TU Braunschweig Drei neue Projekte zur Batteriezellproduktion gestartet

Beispiel für die vernetzte Batterieproduktion: Abruf von Maschinendaten in der Battery LabFactory Braunschweig.
Beispiel für die vernetzte Batterieproduktion: Abruf von Maschinendaten in der Battery LabFactory Braunschweig.

Drei Forschungsprojekte für die Entwicklung und die Produktion leistungsfähiger und kostengünstiger Batteriezellen für die Elektromobilität und stationäre Energiespeicherung starteten Anfang dieses Jahres an der Battery LabFactory Braunschweig (BLB) der TU Braunschweig.

Im Mittelpunkt stehen Innovationen in der Produktion, der Materialveredlung und im Batteriezelldesign für zukünftige Speichersysteme. Gefördert werden die Verbundprojekte an der TU Braunschweig mit insgesamt 4,8 Millionen Euro durch das Bundesministerium für Wirtschaft und Energie und durch das Bundesministerium für Bildung und Forschung.

Voraussetzungen für neue Produkt- und Produktionsstrategien für kostengünstige und bessere Batteriezellen möchten die Forscherinnen und Forscher der BLB mit dem Forschungsprojekt „DaLion“ schaffen. Mithilfe einer zentralen Datenbank (Data-Mining-System) werden sie Produktions- und Messdaten erfassen und damit Wechselwirkungen und Zusammenhänge bei der Elektroden- und Zellproduktion von Lithium-Ionen Batteriezellen erforschen sowie mögliche Störfaktoren bei der Batterieproduktion identifizieren. Eine Vielzahl von Faktoren im Produktionsprozess, aber auch die Beschaffenheit der verwendeten Ausgangsmaterialien, beeinflussen die Eigenschaften der Batteriezellen, etwa in Hinblick auf die Energie-, Leistungsdichte und Lebensdauer. Die BLB bietet als Technologieplattform für Batterieproduktionsprozesse die Voraussetzungen, ein solches Data-Mining-System vollständig in den Forschungsbetrieb zu etablieren und sämtliche Prozessschritte der Elektroden- und Zellfertigung zu analysieren.

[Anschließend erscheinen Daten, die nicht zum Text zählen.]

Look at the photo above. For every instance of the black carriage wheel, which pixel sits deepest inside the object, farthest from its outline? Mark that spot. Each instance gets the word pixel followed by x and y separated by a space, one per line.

Mit der Gestaltung und der Zusammensetzung neuer Batteriematerialien setzen sich die Forscherinnen und Forscher der BLB gemeinsam mit mehreren, vorrangig norddeutschen Unternehmen in dem Forschungsprojekt „SigGI“ auseinander. Ziel des von der Volkswagen AG koordinierten Verbundprojekts ist es, den Energiegehalt und die Lebensdauer von zukünftigen Batteriesystemen maßgeblich zu erhöhen. Eine der vielversprechendsten Materialkombinationen sind dabei sogenannte Silicium-Kohlenstoff-Komposite, die den Energiegehalt erheblich steigern können. Das hoch aufnahmefähige Silicium besitzt einen siebenfach höheren Energiegehalt, dehnt sich während des Ladevorgangs jedoch so stark aus, dass es die Lebensdauer einer Batterie verkürzt. Daher arbeiten die Disziplinen Verfahrenstechnik, Maschinenbau, Automatisierungstechnik und Elektrochemie Hand in Hand, um mit neuen Produktionsverfahren diese negativen Effekte zu beheben.

Im Verbundprojekt “BenchBatt“ vergleichen die Forscherinnen und Forscher der BLB gemeinsam mit einem Team der Universitäten Gießen und Münster sowie des Helmholtz-Instituts Münster und des Forschungszentrums Jülich neuartige Hochenergie- und Hochvolt-Lithium-Ionen-Batterien mit Post-Lithium-Ionen-Batteriesystemen. Im Mittelpunkt der Forschung steht die Frage nach der zukünftigen Konkurrenzfähigkeit der so genannten Next Generation Technologien in Hinblick auf Energie, Kosten und Materialverfügbarkeit für automobile und stationäre Anwendungen.